We analyzed data on 66 treatment-naive patients with HCV genotype 1 infection without cirrhosis who were randomly assigned to groups given daclatasvir (60 mg, once daily), asunaprevir (200 mg, twice daily), and BMS-791325 (75 or 150 mg, twice daily) for 12 or 24 weeks. The primary endpoint was HCV RNA <25 IU/mL at 12 weeks after treatment (SVR12).
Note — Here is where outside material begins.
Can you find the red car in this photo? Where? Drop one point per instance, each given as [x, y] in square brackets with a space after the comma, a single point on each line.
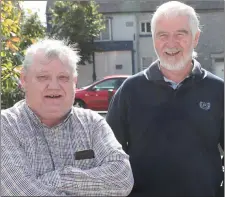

In 64 patients, levels of HCV RNA were <25 IU/mL by week 4 of treatment (including 48/49 patients with HCV genotype 1a infection and 45/46 patients with the non-CC IL28B genotype). Sixty-one patients (92%) achieved SVR12, based on a modified intention-to-treat analysis. Virologic responses were similar between 12 and 24 weeks of treatment. During the study, 2 patients experienced viral breakthrough and 1 patient relapsed. There were no grade 3–4 increases in levels of alanine or aspartate aminotransferase or bilirubin; there were no deaths or discontinuations due to serious adverse events or adverse events related to the treatment regimen. The most common adverse events were headache, asthenia, and gastrointestinal symptoms.
In a phase 2a study, the all-oral, interferon- and ribavirin-free regimen of daclatasvir, asunaprevir, and BMS-791325 was well tolerated and achieved high rates of SVR12 in patients with HCV genotype 1 infection. Further studies of this regimen are warranted.